Solved: How do I generate random dataset from existing dataset

jsch · Posted 04-21-2017 08:08 AM

On SAS ver 9.4

This is a very broad question, and I hope I just need to be pointed in the right direction:)

I have a number of datasets that I need to generate examples from. The columns in the examples should contain random values that could have appeared in the original variable. So basically I want to copy the structure of the datasets, while populating the columns with random values.

My primary challenge is the scale. I have 20+ data sets with as many as 100 variables that can contain dates, character or numerical values. Hence, I would love to have a piece of code that is easy to apply to different datasets.

Regards

Jeppe

Ksharp · Posted 04-23-2017 06:28 AM

That might be very easy for IML code. Make a macro to go through all your datasets.

data have;
infile cards expandtabs truncover;
 input var1	$ var2	var3 : date9. var4 $;
 format var3 date9.;
cards;
M		1		31aug2016 x 
F		2		01sep2016 f
M		3		02sep2016 g
F		4		03sep2016 h
;
run;

proc iml;
use have nobs nobs;
read all var _num_ into x[c=vname_num];
read all var _char_ into y[c=vname_char];

read all var _num_ into x1;
read all var _char_ into y1;
close;

 do j=1 to ncol(x);
  x1[,j]=t(sample(x[,j],nobs));
 end;

 do j=1 to ncol(y);
  y1[,j]=t(sample(y[,j],nobs));
 end;


create num from x1[c=vname_num];
append from x1;
close;
create char from y1[c=vname_char];
append from y1;
close;
quit;

data temp;
 merge char num;
run;

data want;
 set have;
 stop;
run;
proc append base=want data=temp force;
run;

View solution in original post

RW9 · Posted 04-21-2017 08:39 AM

Posting example test data in the form of a datastep, and what the output should look like would be a good start. Does it need to be actual values like in the data - i.e. what about character, code lists etc. do these have to match. Why not just x the data, such like:

if character then output X to the length of variable

if numeric then output 0 to the length of the variable including . if float

So:
Var1 Var2 Var3

XXXX 0.00 000

That would be far easier than trying to create lists of valid values on all those columns, then randomising it, then populating.

jsch · Posted 04-21-2017 09:09 AM

Thank you for the quick reply.

I have tried to describe the input and output data in words, but here's an example:

Input data

var1	var2	var3
M		1		31aug2016
F		2		01sep2016
M		3		02sep2016
F		4		03sep2016


Output data

var1	var2	var3
F		3		01sep2016
F		2		31aug2016
M		3		01sep2016
F		1		03sep2016

It is important to me that the generated example datasets contain values that could have appeared in the original data. So I am afraid your suggestion does not solve my problem.

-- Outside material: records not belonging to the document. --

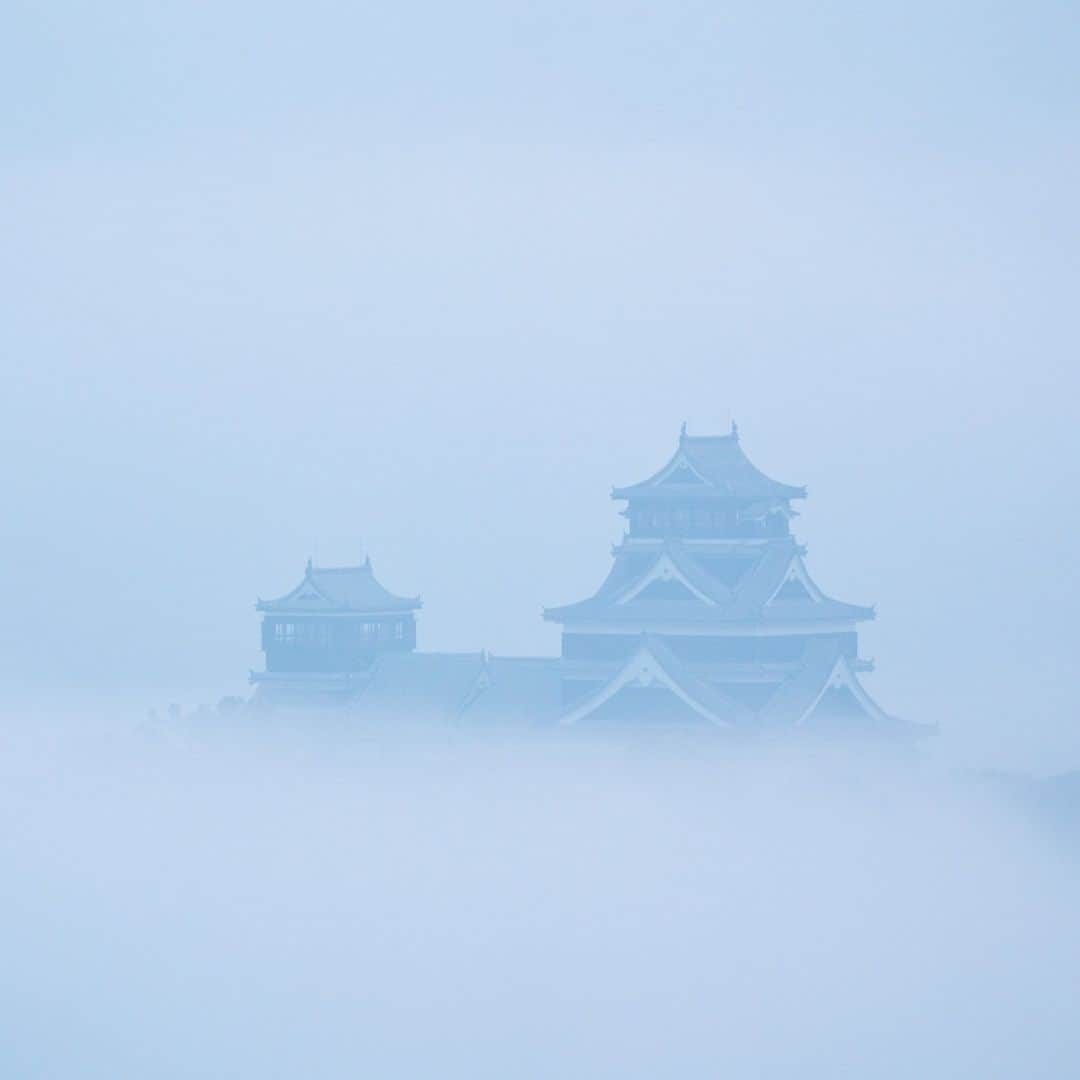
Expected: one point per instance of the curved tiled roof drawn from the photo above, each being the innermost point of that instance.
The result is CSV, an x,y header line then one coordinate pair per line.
x,y
338,590
624,598
710,467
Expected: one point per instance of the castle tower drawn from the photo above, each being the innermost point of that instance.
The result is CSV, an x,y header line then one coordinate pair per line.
x,y
709,613
322,638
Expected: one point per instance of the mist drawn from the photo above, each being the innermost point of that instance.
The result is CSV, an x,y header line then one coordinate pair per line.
x,y
189,901
420,284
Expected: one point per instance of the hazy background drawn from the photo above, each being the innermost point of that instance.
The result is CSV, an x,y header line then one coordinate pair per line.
x,y
181,904
423,281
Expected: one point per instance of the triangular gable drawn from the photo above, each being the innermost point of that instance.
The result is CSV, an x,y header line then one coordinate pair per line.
x,y
665,570
683,474
646,670
796,584
842,678
679,470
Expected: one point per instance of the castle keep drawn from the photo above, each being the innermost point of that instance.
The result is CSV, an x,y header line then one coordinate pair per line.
x,y
709,617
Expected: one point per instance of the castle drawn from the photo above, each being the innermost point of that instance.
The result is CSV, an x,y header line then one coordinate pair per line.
x,y
707,617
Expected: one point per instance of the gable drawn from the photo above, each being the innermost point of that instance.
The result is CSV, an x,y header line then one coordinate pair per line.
x,y
793,590
667,592
682,474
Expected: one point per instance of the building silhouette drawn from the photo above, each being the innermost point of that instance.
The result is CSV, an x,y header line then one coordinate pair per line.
x,y
709,617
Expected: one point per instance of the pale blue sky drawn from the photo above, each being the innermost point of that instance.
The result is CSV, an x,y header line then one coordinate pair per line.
x,y
426,282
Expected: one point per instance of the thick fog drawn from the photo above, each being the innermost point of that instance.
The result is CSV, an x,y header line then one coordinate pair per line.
x,y
187,901
421,282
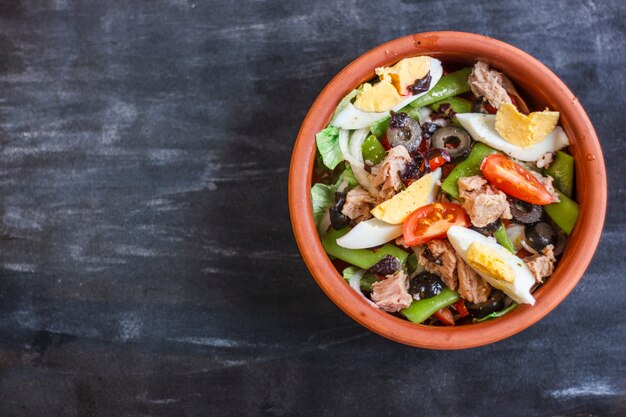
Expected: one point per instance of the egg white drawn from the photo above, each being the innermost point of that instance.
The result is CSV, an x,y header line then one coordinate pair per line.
x,y
482,127
370,233
352,118
519,290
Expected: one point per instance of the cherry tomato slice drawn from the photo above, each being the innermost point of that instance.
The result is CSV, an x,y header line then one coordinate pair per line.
x,y
432,221
514,180
436,162
445,316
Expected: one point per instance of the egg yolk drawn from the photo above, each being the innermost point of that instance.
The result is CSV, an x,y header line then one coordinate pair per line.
x,y
405,73
379,97
488,261
522,130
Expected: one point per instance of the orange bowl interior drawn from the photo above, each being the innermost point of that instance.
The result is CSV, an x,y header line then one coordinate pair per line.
x,y
541,88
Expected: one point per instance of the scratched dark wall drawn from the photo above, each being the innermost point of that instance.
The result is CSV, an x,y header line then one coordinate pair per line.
x,y
147,264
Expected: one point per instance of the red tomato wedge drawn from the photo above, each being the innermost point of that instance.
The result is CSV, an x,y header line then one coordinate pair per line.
x,y
436,162
514,180
432,221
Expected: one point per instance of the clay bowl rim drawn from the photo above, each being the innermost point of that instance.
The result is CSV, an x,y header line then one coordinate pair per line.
x,y
526,72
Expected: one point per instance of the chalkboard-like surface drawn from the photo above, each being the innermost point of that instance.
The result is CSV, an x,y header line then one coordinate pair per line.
x,y
147,264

RW9 · Posted 04-21-2017 09:22 AM

Ah, ok. Then I am sorry, this is a vast topic. I assume your in the pharma industry, and data anonymisation is a big topic at the moment. Basically its not simple. Sure, with code list items like sex, you can take a distinct list, then divide the total items by a random number and assign that. However from there onwards it gets far more complicated. Dates for instance, should be within the study, within visit schedule. Values from labs should be both with ranges, outside ranges, abnormal values (normally assigned by lab tech) etc. So your question is how to build a data anonymisation system - way outside the scope of this Q&A forum.

ballardw · Posted 04-21-2017 10:59 AM

How many records do you want "simulating" each data set?

Or would a random sample of your existing data work? This might make more sense.

This would select 50 random records from your data set:

proc surveyselect data=have out=selected sampsize=50;

run;

or this would select a percentage of the records, 30 percent in the example:

proc surveyselect data=have out=selected samprate=30;

run;

Note that we don't have to name any variables at all. If you do not want the Personally identifiable variables then use a dataset option Drop on either the input data: data=have(drop=id) or the output data set: out=selected (drop=Id)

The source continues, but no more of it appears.